Kathryn by Bend The Light





Crash by Rotanimod


----------



## thetrue (Jan 7, 2013)

Some good photos this month! Good luck all!


----------



## jwbryson1 (Jan 7, 2013)

What are the rules for POTM in terms of how often the same person can be nominated and how often they can win?

I have nothing personal against anybody on this forum, but every month it seems several of the same people get nominated.  Sure, go ahead and flame me with "if your photos were good then maybe you'd get nominated," but that's silly because that's not the point I'm making.

Anybody agree / disagree with me?


----------



## sm4him (Jan 7, 2013)

jwbryson1 said:


> What are the rules for POTM in terms of how often the same person can be nominated and how often they can win?
> 
> I have nothing personal against anybody on this forum, but every month it seems several of the same people get nominated.  Sure, go ahead and flame me with "if your photos were good then maybe you'd get nominated," but that's silly because that's not the point I'm making.
> 
> Anybody agree / disagree with me?



I do understand your point, and I agree to an extent.  But actually, there's been far LESS of that, at least in terms of the eventual winner, than what I'd expected to see when it started. I could name in my head about six to eight people that I thought would pretty much win it every single month, and that just hasn't happened. Yes, the same people very often get nominated, but there have been some "surprise" winners--that is, not the ones you might expect.

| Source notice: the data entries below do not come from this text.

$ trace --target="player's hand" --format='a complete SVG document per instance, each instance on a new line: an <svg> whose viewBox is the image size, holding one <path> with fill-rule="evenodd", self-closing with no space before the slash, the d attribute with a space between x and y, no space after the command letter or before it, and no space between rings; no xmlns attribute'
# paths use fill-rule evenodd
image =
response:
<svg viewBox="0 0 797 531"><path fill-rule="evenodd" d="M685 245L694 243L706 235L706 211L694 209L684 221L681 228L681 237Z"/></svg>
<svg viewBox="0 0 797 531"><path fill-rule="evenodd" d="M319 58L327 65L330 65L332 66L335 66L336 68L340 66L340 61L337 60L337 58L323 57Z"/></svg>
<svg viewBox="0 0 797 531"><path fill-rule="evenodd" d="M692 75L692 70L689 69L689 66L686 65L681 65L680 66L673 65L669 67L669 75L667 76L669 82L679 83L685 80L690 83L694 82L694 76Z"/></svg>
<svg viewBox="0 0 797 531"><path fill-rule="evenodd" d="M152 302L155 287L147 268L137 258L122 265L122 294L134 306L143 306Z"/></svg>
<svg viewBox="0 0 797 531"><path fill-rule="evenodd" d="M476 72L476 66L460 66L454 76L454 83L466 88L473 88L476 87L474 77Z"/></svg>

But I wouldn't want to see any kind of "cap" put on either how often/how many times you can be nominated OR how many times you can win; you shouldn't be prevented from winning just because you are "too good." 
One possible exception: since we are limited to only MAKING three nominations per month, perhaps one individual should not be able to have more than three pictures nominated.

But really, it's up to US to make sure WE are scouting the forum, looking for those "hidden treasures" instead of just nominating the easy choices, I guess.


----------



## Overread (Jan 7, 2013)

sm4him said:


> But really, it's up to US to make sure WE are scouting the forum, looking for those "hidden treasures" instead of just nominating the easy choices, I guess.



This is really the heart of the matter. The nominations are made by members of the forum just as the votes are; aside from the photo being posted during the month we don't operate many limits on this competition. We really leave it to all members to choose the photos they want to nominate and the people they want to have their vote. As for the point on winners I don't think we've had a repeat winner in the last year and I'd also say that my overall impression is that we've actually had quite a few new members nominated and going through to winning.


----------



## sleist (Jan 8, 2013)

jwbryson1 said:


> What are the rules for POTM in terms of how often the same person can be nominated and how often they can win?
> 
> I have nothing personal against anybody on this forum, but every month it seems several of the same people get nominated.  Sure, go ahead and flame me with "if your photos were good then maybe you'd get nominated," but that's silly because that's not the point I'm making.
> 
> Anybody agree / disagree with me?



The best way I can think of for you to help prevent this would be to actively nominate different people.  As the saying goes, if you aren't part of the solution, then you're part of the problem.  If you've done that already, then the only other option would be to push others to nominate and be involved.  I know that I have not really taken part in this despite being nominated once before (I think).  I tend to forget about the whole thing - short attention span and all that ...


----------



## Sarmad (Jan 9, 2013)

I think it's photo of the month, not photographer of the month, and personally I feel that if same person has two wonderful photographs, both should be nominated instead of one good and one bad photo from someone else!


----------



## rambler (Jan 14, 2013)

Debate aside...I am impressed by the quality of the images this month.  Wonderful, thoughtful work.


----------



## juliarvil973 (Jan 24, 2013)

i like water fall the most. so sad that i only know that now. haizz


----------